# Safety Patterns for Agent Operations

This document defines the safety conventions that all KubeBlocks skills should follow. When writing or updating a skill, reference this document instead of duplicating the rules.

## 1. Dry-Run Before Apply

Every `kubectl apply` of a Cluster, OpsRequest, Backup, or any other KubeBlocks CR should be preceded by a server-side dry-run. This catches RBAC issues, webhook rejections, quota violations, and schema errors before any real change occurs.

```bash
kubectl apply -f <yaml-file-or-stdin> --dry-run=server
```

If the dry-run reports errors, fix the YAML before proceeding. Only after a clean dry-run should the agent run the actual `kubectl apply`.

For `kubectl delete`, dry-run is not applicable — use the pre-deletion checklist instead (see section 3).

## 2. Status Confirmation After Apply

After applying a change, confirm the operation reached its expected end-state. Use `kubectl get <resource> -w` to watch status transitions.

Each watch step should have three things clearly defined:

- **Success condition**: the specific `.status.phase` value that means "done"
- **Typical duration**: how long this normally takes
- **Timeout threshold**: how long to wait before suspecting a problem and running `kubectl describe`

### Status Condition Quick Reference

| Resource | Success Condition | Typical Duration | Timeout / Investigate After |
|---|---|---|---|
| Cluster (create/restore) | `.status.phase` = `Running` | 1-5 min | 10 min |
| Cluster (stop) | `.status.phase` = `Stopped` | 1-3 min | 5 min |
| Cluster (start/restart) | `.status.phase` = `Running` | 1-3 min | 5 min |
| OpsRequest (general) | `.status.phase` = `Succeed` | 1-5 min | 10 min |
| OpsRequest (reconfigure, static params) | `.status.phase` = `Succeed` (may pass through `Restarting`) | 2-8 min | 15 min |
| Backup (full) | `.status.phase` = `Completed` | Varies by data size | 30 min |
| Backup (continuous) | `.status.phase` = `Running` (stays running) | 1 min to start | 5 min |

### When Timeout Is Reached

If the resource has not reached its success condition within the timeout threshold:

```bash
# For Cluster
kubectl describe cluster <name> -n <ns>
kubectl get events -n <ns> --sort-by='.lastTimestamp' | grep <name>

# For OpsRequest
kubectl describe ops <name> -n <ns>

# For Backup
kubectl describe backup <name> -n <ns>

# For Pods
kubectl describe pod <pod-name> -n <ns>
kubectl logs <pod-name> -n <ns> --tail=50
```

Report the findings to the user rather than continuing blindly.
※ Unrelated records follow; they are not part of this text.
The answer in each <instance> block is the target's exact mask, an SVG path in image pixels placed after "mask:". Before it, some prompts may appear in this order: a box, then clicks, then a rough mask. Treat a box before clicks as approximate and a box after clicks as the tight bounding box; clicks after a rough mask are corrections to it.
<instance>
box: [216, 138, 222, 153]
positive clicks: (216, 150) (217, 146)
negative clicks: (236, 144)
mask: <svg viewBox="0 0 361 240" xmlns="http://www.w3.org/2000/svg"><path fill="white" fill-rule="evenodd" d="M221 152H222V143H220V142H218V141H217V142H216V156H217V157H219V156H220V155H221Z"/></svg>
## 3. Pre-Deletion Checklist

Before deleting any cluster, list what will be affected and get explicit confirmation from the user:

1. Show the cluster's `terminationPolicy`:
   ```bash
   kubectl get cluster <name> -n <ns> -o jsonpath='{.spec.terminationPolicy}'
   ```
2. If `WipeOut`, warn that backups will also be deleted
3. List existing backups:
   ```bash
   kubectl get backup -n <ns> -l app.kubernetes.io/instance=<name>
   ```
4. List running OpsRequests (must be cancelled first):
   ```bash
   kubectl get opsrequest -n <ns> -l app.kubernetes.io/instance=<name>
   ```
5. Ask the user to confirm before proceeding

## 4. Production Cluster Protection

If a cluster has `terminationPolicy: DoNotTerminate`, treat it as a production cluster:

- **Any destructive operation** (delete, scale-in, stop) should trigger a warning and explicit confirmation
- **Changing terminationPolicy** requires the agent to explain the implications before patching
- Recommend creating a backup before any risky operation (switchover, upgrade, reconfigure)

## 5. Pre-Check Before Day-2 Operations

Before executing any Day-2 operation, verify the cluster is in a healthy state:

```bash
# Cluster must be Running (not Updating, Creating, or Stopped)
kubectl get cluster <name> -n <ns> -o jsonpath='{.status.phase}'

# No pending OpsRequests (only one OpsRequest can run at a time)
kubectl get opsrequest -n <ns> -l app.kubernetes.io/instance=<name> --field-selector=status.phase!=Succeed
```

If the cluster is not `Running` or has a pending OpsRequest, inform the user and wait rather than stacking operations.